Cependant, des efforts sont faits chaque année un peu plus. La sensibilisation permet au moins d'utiliser encore plus le nom de Bordeaux. La mairie de Bordeaux joue aussi sur ce créneau avec l'instauration de la fête des vins de Bordeaux tous les deux ans au début de l'été. Cette manifestation renforce l'association Bordeaux – vin. En revanche, Bordeaux en tant que générique devient un acteur narcissique... un acteur qui regarde son reflet et se complaît ainsi. Certains viticulteurs se satisfont de la réputation de Bordeaux (en tant que nom de vin mondialement connu) sans faire d'efforts, leur vin est un bordeaux, donc il est obligatoirement de qualité, même si ce dernier est plus proche d'un vin de table qu'un vrai bordeaux. Pour un responsable du CIVB, les problèmes de méventes s'expliquent par cette position narcissique. « Pourquoi faire du bon vin puisqu'ils arrivent à vendre leur vin à partir d'un nom. Je pense que

ce nom ne devrait pas appartenir à tout le monde. Ça devrait être un symbole, une vrai marque interdite aux petits c... qui abusent de ce nom prestigieux et après ils foutent en l'air tout le

système, provoquent des crises de ventes dans tout le vignoble »122.

Finalement, certains acteurs locaux instrumentalisent le nom de Bordeaux, non pas Bordeaux comme véritable étiquette spatiale mais comme « nom-générique-abstrait-métaphorique ». L'abstraction de certains acteurs ne se lit pas qu'à travers l'exemple de Bordeaux. Une autre entité territoriale est devenue depuis quelques années un acteur sans substance physique (autre que construction territoriale), mais avec un rôle symbolique important.

121 Entretien avec Allan Sichel, le 8 février 2007

2) Le Sud-ouest, un rôle grand public joué sans conviction

Le Sud-ouest est une notion vague, qui mériterait une thèse de géographie pour en définir son contour (pas uniquement physique, mais aussi ses caractéristiques identitaires)123. Il n'est pas question d'essayer de le faire, mais simplement de démontrer que l'étiquette Sud-ouest est un référent actoriel. Il existe bien des débats entre les différents acteurs pour savoir ce qu'est le Sud-ouest français (comme par exemple le problème entre la dénomination du bassin Sud Ouest et le CRINAO Sud Ouest... ce problème sera soulevé plus loin, cf chapitre 5). Mais cette référence « territoriale » joue un rôle dans le monde du vin. Cette « appellation » est un acteur à part entière pour certains viticulteurs, mais aussi pour les consommateurs.

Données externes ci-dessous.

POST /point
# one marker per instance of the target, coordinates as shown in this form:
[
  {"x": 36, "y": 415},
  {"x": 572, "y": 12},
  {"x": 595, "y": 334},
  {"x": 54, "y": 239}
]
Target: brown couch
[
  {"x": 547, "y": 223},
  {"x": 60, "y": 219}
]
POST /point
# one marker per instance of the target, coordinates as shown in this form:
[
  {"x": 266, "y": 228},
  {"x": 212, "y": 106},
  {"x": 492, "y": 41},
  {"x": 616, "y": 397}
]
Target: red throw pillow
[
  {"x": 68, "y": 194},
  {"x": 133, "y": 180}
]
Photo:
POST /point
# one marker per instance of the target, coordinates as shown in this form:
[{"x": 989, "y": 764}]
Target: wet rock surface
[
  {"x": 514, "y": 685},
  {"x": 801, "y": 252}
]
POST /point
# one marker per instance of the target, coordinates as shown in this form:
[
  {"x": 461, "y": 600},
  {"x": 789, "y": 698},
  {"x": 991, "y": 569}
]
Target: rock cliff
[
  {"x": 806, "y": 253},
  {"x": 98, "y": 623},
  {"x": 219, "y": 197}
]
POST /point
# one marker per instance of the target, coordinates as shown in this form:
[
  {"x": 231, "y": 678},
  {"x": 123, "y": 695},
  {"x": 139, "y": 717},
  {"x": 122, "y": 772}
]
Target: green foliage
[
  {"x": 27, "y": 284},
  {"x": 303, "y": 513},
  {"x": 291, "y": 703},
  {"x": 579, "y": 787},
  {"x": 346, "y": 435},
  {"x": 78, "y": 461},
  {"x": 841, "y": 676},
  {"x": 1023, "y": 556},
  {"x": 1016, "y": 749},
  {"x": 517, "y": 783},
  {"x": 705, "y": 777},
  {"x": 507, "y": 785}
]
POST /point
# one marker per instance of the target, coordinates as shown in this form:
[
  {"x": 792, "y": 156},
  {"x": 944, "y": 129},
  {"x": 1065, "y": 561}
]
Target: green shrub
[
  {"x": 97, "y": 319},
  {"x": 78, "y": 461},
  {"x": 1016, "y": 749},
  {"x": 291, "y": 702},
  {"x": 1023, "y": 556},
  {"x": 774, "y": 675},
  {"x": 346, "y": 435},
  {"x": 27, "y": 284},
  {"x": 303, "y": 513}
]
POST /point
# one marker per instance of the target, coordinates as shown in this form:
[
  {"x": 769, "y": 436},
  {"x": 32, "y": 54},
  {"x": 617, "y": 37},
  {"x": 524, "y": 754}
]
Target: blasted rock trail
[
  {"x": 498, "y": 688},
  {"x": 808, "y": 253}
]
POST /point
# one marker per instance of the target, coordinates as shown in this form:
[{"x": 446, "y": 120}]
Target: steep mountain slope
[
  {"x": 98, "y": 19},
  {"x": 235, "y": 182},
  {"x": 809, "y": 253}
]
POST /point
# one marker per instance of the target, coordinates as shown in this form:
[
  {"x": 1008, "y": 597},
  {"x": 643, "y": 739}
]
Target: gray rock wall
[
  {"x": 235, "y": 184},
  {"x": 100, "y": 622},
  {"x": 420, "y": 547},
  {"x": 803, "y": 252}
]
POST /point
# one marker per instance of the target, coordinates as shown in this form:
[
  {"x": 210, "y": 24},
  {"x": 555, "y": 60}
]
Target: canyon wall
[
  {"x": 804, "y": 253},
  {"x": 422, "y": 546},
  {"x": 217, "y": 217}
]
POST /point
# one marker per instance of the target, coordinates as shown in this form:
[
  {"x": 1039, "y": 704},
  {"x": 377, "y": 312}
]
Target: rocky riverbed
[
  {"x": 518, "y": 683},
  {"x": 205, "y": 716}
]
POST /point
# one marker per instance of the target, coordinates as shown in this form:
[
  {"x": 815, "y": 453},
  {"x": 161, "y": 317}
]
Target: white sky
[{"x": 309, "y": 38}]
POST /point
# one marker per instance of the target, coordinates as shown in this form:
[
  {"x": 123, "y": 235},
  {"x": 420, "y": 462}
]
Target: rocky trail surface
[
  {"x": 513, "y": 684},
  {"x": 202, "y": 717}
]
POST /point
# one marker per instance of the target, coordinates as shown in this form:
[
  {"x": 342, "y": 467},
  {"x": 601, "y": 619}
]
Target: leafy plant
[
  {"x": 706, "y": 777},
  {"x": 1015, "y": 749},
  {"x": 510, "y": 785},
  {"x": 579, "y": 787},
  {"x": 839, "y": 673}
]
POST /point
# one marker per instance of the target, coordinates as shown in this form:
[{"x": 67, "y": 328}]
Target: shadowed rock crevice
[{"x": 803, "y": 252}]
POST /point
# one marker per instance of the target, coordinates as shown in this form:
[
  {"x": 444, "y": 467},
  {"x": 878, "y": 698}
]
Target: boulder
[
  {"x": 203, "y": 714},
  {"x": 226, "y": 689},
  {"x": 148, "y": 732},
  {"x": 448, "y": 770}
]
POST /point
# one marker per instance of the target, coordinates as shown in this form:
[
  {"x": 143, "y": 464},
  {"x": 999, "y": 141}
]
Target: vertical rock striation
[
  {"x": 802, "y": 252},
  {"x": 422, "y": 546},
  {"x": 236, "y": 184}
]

L'image du Sud-ouest ne concerne pas ou peu les vins de Bordeaux. Mais les acteurs du vin de Jurançon et de Bergerac jouent pleinement dessus. Tout d'abord, les classifications commerciales de la grande distribution stigmatisent ces vins dans le « rayon » Sud Ouest (ils ne sont pas les seuls, ils sont accompagnés souvent des autres appellations comme Gaillac, Cahors, Madiran, Buzet...). Bergerac joue sur ce registre. Un responsable du syndicat des vins de Bergerac revendique l'image du Sud-ouest. « On ne veut pas de nous à Bordeaux, et bien tant pis

pour eux, on se met avec le Sud Ouest... En plus le Sud Ouest, ça a une image positive, une bonne gastronomie, et qui dit gastronomie dit vin, ça va ensemble. C'est plus vendeur d'être rattaché à une image plutôt qu'à une simple appellation Bergerac. Tout le monde ne connaît pas Bergerac, même si on a Cyrano (rires), alors que le Sud Ouest, c'est la fête, la bonne bouffe et le

bon vin »124. Le Sud-ouest est donc une icône vendeuse d'images positives pour le vin. Cependant

le Sud-ouest reste un acteur de second plan, loin derrière Bordeaux. Quelques viticulteurs (8 sur 17) regrettent de ne pas faire partie de la catégorie des bordeaux, jugeant leur vin proche de ceux-ci. En contre-partie, ils insistent sur l'étiquette « chaleureuse » du Sud-ouest qui est un bon moyen pour identifier leurs produits. L'imaginaire spatial devient alors un acteur à part entière125. Il est « personnifié » et les producteurs ainsi que les acteurs officiels mettent en avant son rôle : Sud-ouest, une image qui agit sur la vente du vin par exemple.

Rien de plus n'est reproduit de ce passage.